From the image (right column):
1. $\frac{40}{3} = 13 \frac{1}{3}$ ← given
2. $\frac{21}{8}$
3. $\frac{15}{6}$
4. $\frac{85}{9}$
5. $\frac{14}{3}$
6. $\frac{37}{2}$
7. $\frac{15}{7}$
8. $\frac{44}{5}$
9. $\frac{77}{9}$
10. $\frac{22}{4}$
11. $\frac{17}{5}$
12. $\frac{55}{7}$
13. $\frac{21}{4}$
14. $\frac{39}{5}$
15. $\frac{77}{9}$ ← wait, #9 and #15 are both 77/9? That might be a typo, but let’s assume it’s correct.

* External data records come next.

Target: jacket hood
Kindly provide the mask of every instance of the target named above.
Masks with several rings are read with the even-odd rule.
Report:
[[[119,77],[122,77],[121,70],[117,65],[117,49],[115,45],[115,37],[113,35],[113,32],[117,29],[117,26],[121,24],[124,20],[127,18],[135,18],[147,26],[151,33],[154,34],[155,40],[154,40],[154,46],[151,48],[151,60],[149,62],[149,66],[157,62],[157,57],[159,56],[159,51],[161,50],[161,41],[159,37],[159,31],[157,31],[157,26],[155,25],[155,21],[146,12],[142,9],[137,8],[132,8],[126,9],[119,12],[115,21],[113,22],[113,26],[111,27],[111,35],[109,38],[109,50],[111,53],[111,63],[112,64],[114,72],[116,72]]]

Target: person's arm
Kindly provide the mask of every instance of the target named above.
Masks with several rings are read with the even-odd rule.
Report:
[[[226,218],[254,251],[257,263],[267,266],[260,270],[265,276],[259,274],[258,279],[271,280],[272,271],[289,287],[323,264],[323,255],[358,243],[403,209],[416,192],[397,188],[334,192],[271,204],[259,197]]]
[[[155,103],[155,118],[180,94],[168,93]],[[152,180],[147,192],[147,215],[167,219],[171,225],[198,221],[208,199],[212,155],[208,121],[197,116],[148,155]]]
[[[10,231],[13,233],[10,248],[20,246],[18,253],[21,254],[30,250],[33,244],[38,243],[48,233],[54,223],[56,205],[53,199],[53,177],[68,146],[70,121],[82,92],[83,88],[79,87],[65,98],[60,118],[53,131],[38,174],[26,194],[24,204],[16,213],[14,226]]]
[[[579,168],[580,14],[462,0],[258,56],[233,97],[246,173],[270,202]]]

Actually, looking again — #9 is 77/9, #10 is 22/4, #11 is 17/5, #12 is 55/7, #13 is 21/4, #14 is 39/5, #15 is 77/9 — yes, duplicates happen sometimes.
But the user uploaded an image with two columns — left has 8 problems, right has 15. Since the instruction says “solve the problem accurately”, and the image shows both, I think we should do ALL 15 from the right side, since that’s the full worksheet.
Also, note: some fractions can be simplified before dividing — like 15/6 = 5/2, but the worksheet says “look at each improper fraction as a division problem” — so probably divide as-is, then simplify the fractional part if needed.
Let’s go one by one for all 15 on the right side.
---
1. $\frac{40}{3} = 13 \frac{1}{3}$ ← given
2. $\frac{21}{8}$
21 ÷ 8 = 2 R5 → $2 \frac{5}{8}$
3. $\frac{15}{6}$
15 ÷ 6 = 2 R3 → $\frac{3}{6} = \frac{1}{2}$ → $2 \frac{1}{2}$
4. $\frac{85}{9}$
85 ÷ 9 = 9 R4 → $9 \frac{4}{9}$
5. $\frac{14}{3}$
14 ÷ 3 = 4 R2 → $4 \frac{2}{3}$
6. $\frac{37}{2}$
37 ÷ 2 = 18 R1 → $18 \frac{1}{2}$
7. $\frac{15}{7}$
15 ÷ 7 = 2 R1 → $2 \frac{1}{7}$
8. $\frac{44}{5}$
44 ÷ 5 = 8 R4 → $8 \frac{4}{5}$
9. $\frac{77}{9}$
77 ÷ 9 = 8 R5 → because 9×8=72, 77-72=5 → $8 \frac{5}{9}$
10. $\frac{22}{4}$
22 ÷ 4 = 5 R2 → $\frac{2}{4} = \frac{1}{2}$ → $5 \frac{1}{2}$
11. $\frac{17}{5}$
17 ÷ 5 = 3 R2 → $3 \frac{2}{5}$
12. $\frac{55}{7}$
55 ÷ 7 = 7 R6 → because 7×7=49, 55-49=6 → $7 \frac{6}{7}$
13. $\frac{21}{4}$
21 ÷ 4 = 5 R1 → $5 \frac{1}{4}$
14. $\frac{39}{5}$
39 ÷ 5 = 7 R4 → $7 \frac{4}{5}$
15. $\frac{77}{9}$ ← same as #9 → $8 \frac{5}{9}$
---
Double-checking a few:
- #3: 15/6 = 2.5 = 2 1/2 ✔️
- #10: 22/4 = 5.5 = 5 1/2 ✔️
- #12: 55÷7: 7*7=49, 55-49=6 → 7 6/7 ✔️
- #15: same as #9 → 77÷9=8*9=72, 77-72=5 → 8 5/9 ✔️
All look correct.
Final Answer:
1. $13 \frac{1}{3}$
2. $2 \frac{5}{8}$
3. $2 \frac{1}{2}$
4. $9 \frac{4}{9}$
5. $4 \frac{2}{3}$
6. $18 \frac{1}{2}$
7. $2 \frac{1}{7}$
8. $8 \frac{4}{5}$
9. $8 \frac{5}{9}$
10. $5 \frac{1}{2}$
11. $3 \frac{2}{5}$
12. $7 \frac{6}{7}$
13. $5 \frac{1}{4}$
14. $7 \frac{4}{5}$
15. $8 \frac{5}{9}$
Parent Tip: Review the logic above to help your child master the concept of fraction division worksheet.